The athlete was furious that she was being “forced” to submit to treatment. Her feelings were acknowledged and she was informed that the rules about competing and participating in her sport were in place to protect her. However, she denied that she had an eating problem and reported that her daily caloric intake was from 2000 to 2500 kcal. A weekly food log she was forced to keep indicated a daily intake closer to half that amount, even while she was typically running 50 to 60 miles a week in addition to participating in weight training. Further investigation revealed that she did other running and calisthenics, and had been treated for an eating disorder three years earlier in high school, when her weight fell to 99 lb (BMI: 16.5).
Based on restrictive eating, amenorrhea, body image disturbance and weight at the time of her evaluation, she was diagnosed with anorexia nervosa. However, she was told that she could begin training and competing when she was able to increase her caloric intake and restore her weight. She still angrily stated that she did not need treatment and could increase her caloric intake and gain weight without treatment.
It appeared to be a standoff until the psychologist told her that she could see a dietitian, but had to follow the dietitian’s plan. The athlete returned to the psychologist and angrily said she would not work with the dietitian.
The psychologist arranged a meeting with the athlete, psychologist, coach, physician, dietitian, and athletic trainer. After all parties expressed their opinions and concerns, the coach held firm and agreed that the athlete needed to enter treatment and could not train or compete until her treatment providers agreed that it was appropriate.
This case illustrated the IOMC position, which recommends referral to a dietitian for any symptomatic or at-risk athlete, particularly one who resists treatment. As the authors note, the referral to a dietitian is meant to be diagnostic. That is, the athlete is presented with a meal plan designed by the dietitian to meet the athlete’s nutritional needs for health and performance. If, as in this case, the athlete is unwilling or unable to follow the plan, she is referred back for treatment. The case also showed how healthcare professionals worked with the athlete and the coach in a “sports family” session. The coach was not involved in any decisions about the athlete’s weight, just as is suggested by the IOC.

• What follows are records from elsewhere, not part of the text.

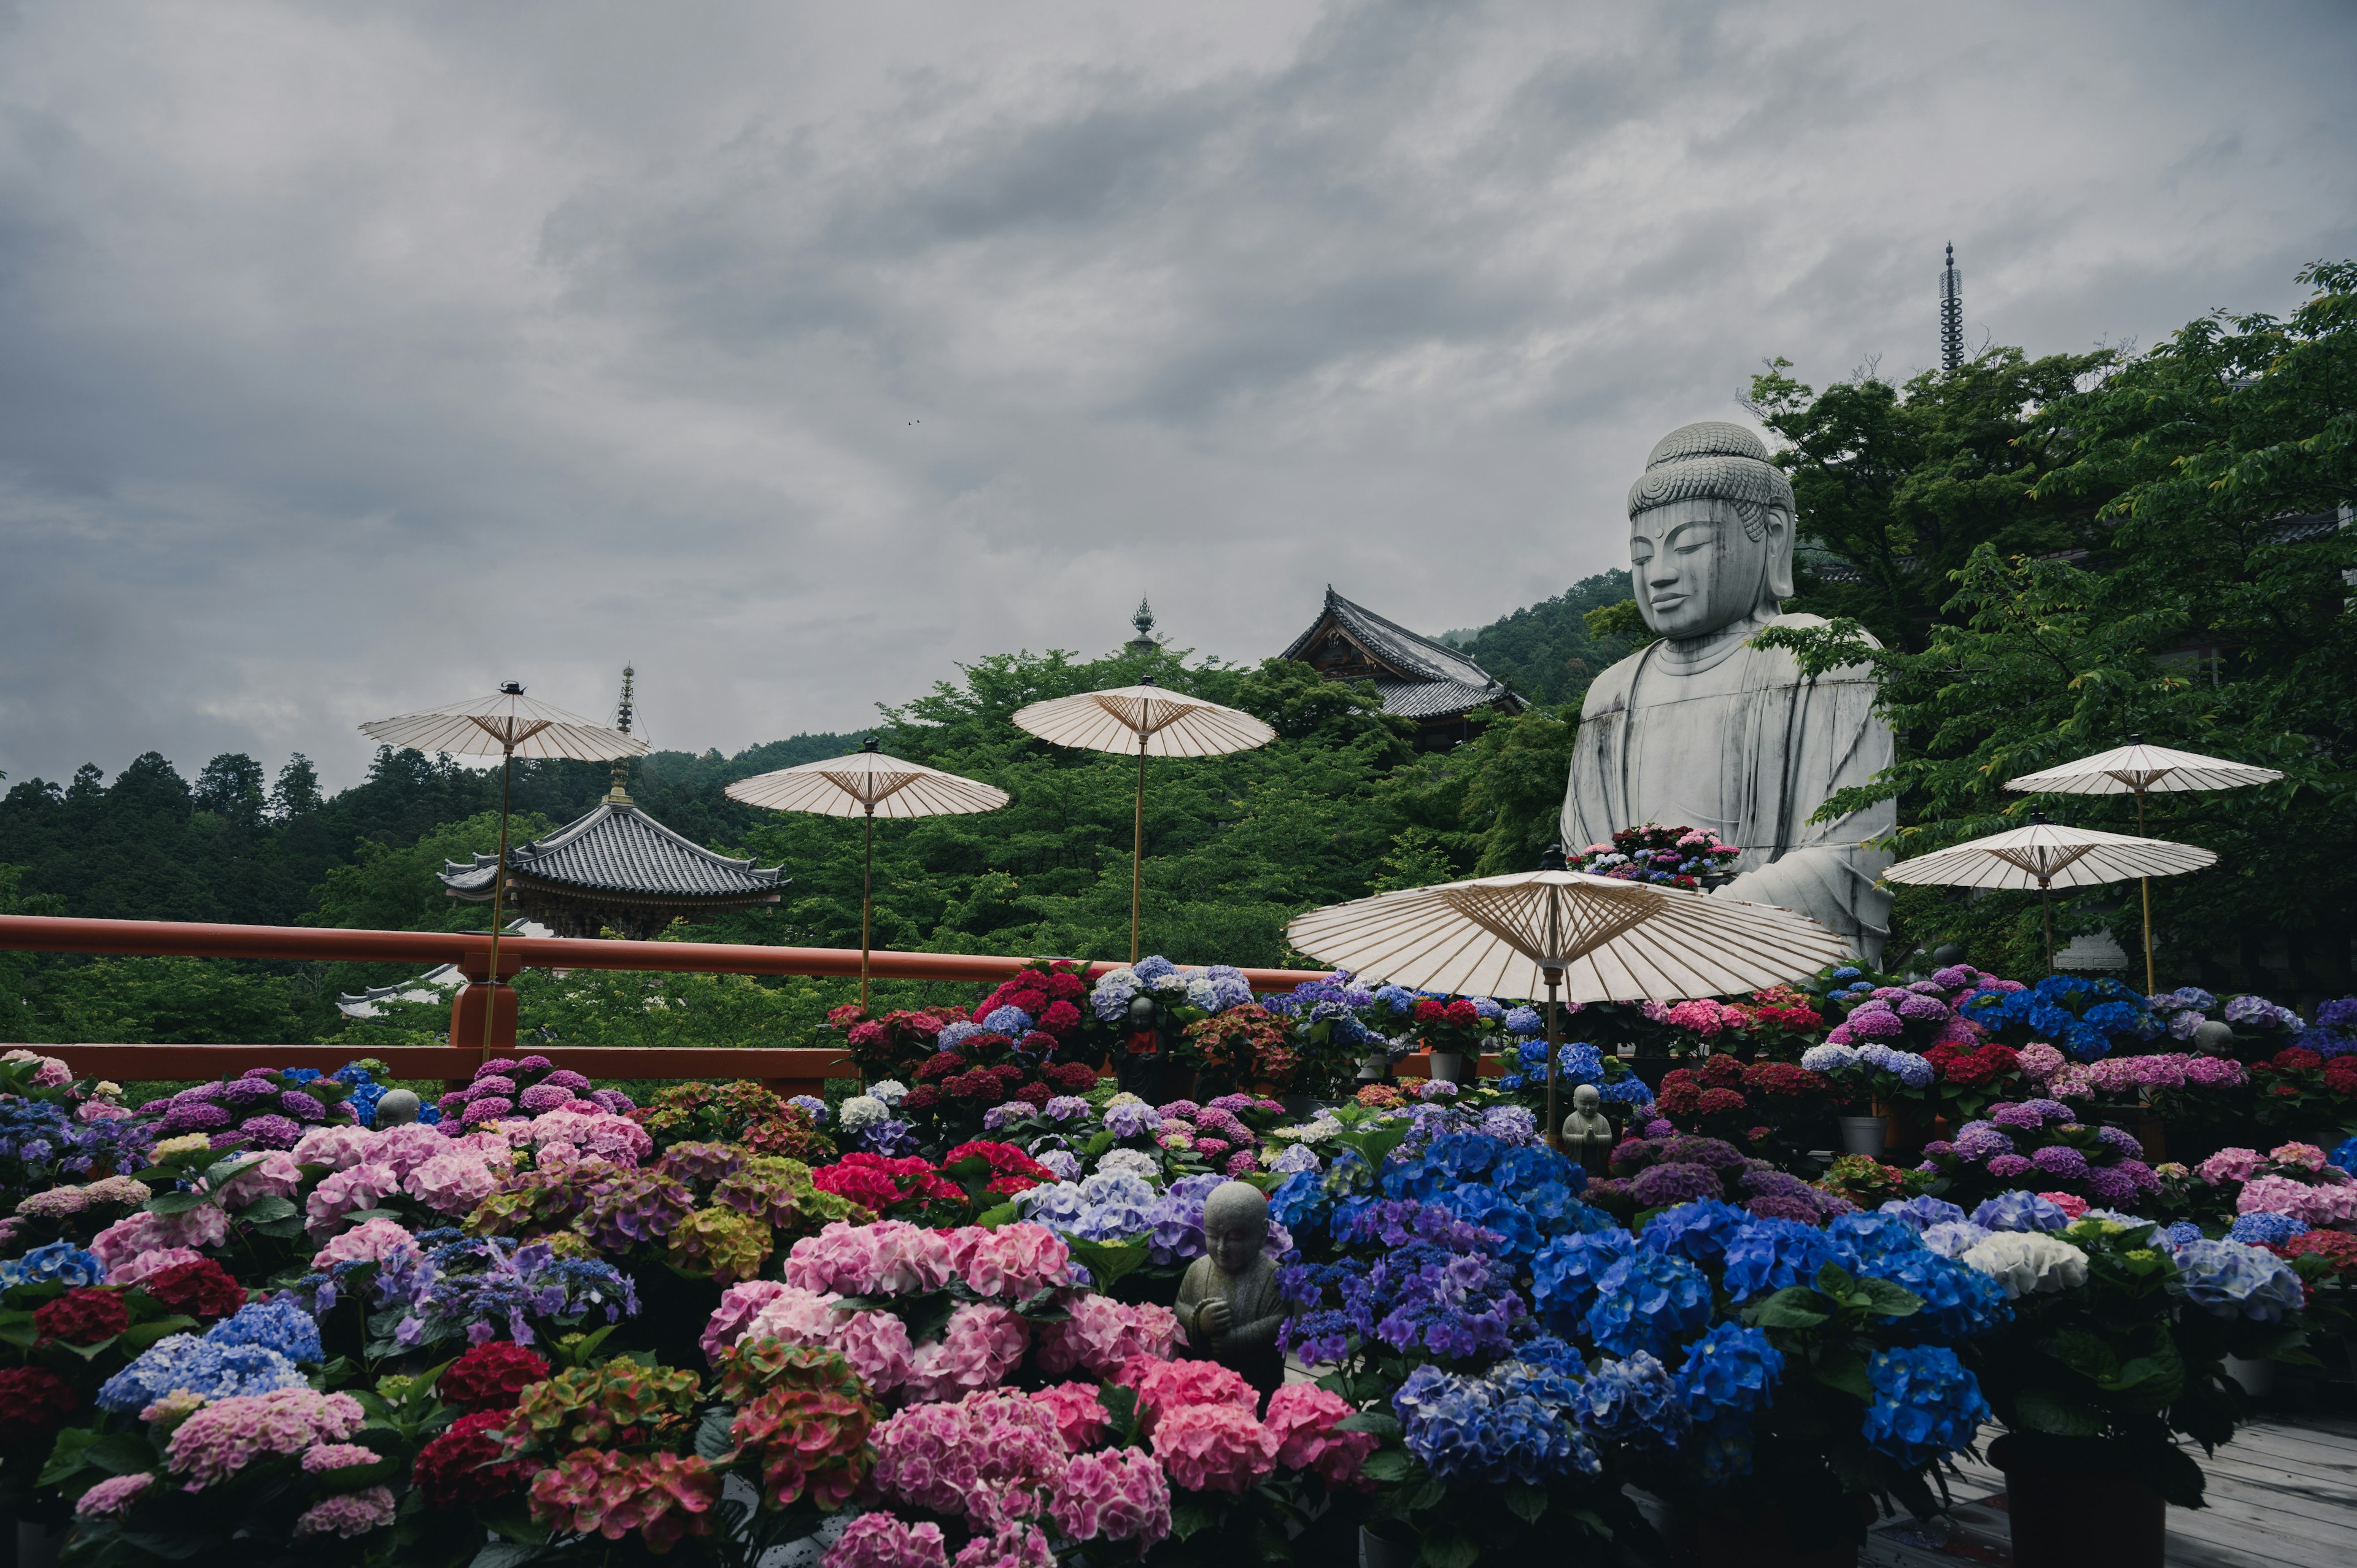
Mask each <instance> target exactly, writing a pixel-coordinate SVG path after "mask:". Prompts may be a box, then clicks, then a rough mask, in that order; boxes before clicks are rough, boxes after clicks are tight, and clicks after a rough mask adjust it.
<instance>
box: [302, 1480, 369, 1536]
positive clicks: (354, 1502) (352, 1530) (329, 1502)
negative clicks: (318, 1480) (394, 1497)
mask: <svg viewBox="0 0 2357 1568" xmlns="http://www.w3.org/2000/svg"><path fill="white" fill-rule="evenodd" d="M389 1523H394V1495H391V1490H387V1488H382V1485H370V1488H365V1490H358V1493H337V1495H335V1497H323V1500H318V1502H313V1504H311V1507H309V1509H304V1511H302V1514H299V1516H297V1518H295V1537H297V1540H302V1537H304V1535H342V1537H344V1540H351V1537H354V1535H368V1533H370V1530H382V1528H387V1526H389Z"/></svg>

After 4 months of treatment, the athlete’s menstrual cycle returned but was light and short. The athlete was adamant about returning to training; however, she was informed that she needed to increase her intake by an additional 200 to 300 kcal/day to regain normal menstruation. She was allowed to begin slowly with short, moderate runs, and daily caloric intake was slowly increased. As she gradually gained weight, she was able to return to training.
The new position of the IMOC places the emphasis on the athlete’s health rather than on weight or body composition. In addition, it recommends a process for managing an athlete who refuses a referral for evaluation or treatment or refuses to comply with treatment recommendations.
This process can be helpful to the athlete in several ways, according to Drs. Sherman and Thompson. It relies on the belief that participating in sports is so important to an athlete that he or she can be motivated to seek treatment by withholding or reinstating sport participation. When athletes are told they cannot compete or train given their health status, some view it as punishment. To counteract this, according to the authors, athletes should be told that they are regarded as injured, and injured athletes must be evaluated to determine the extent of injury as well as the potential risk if they train or compete while injured.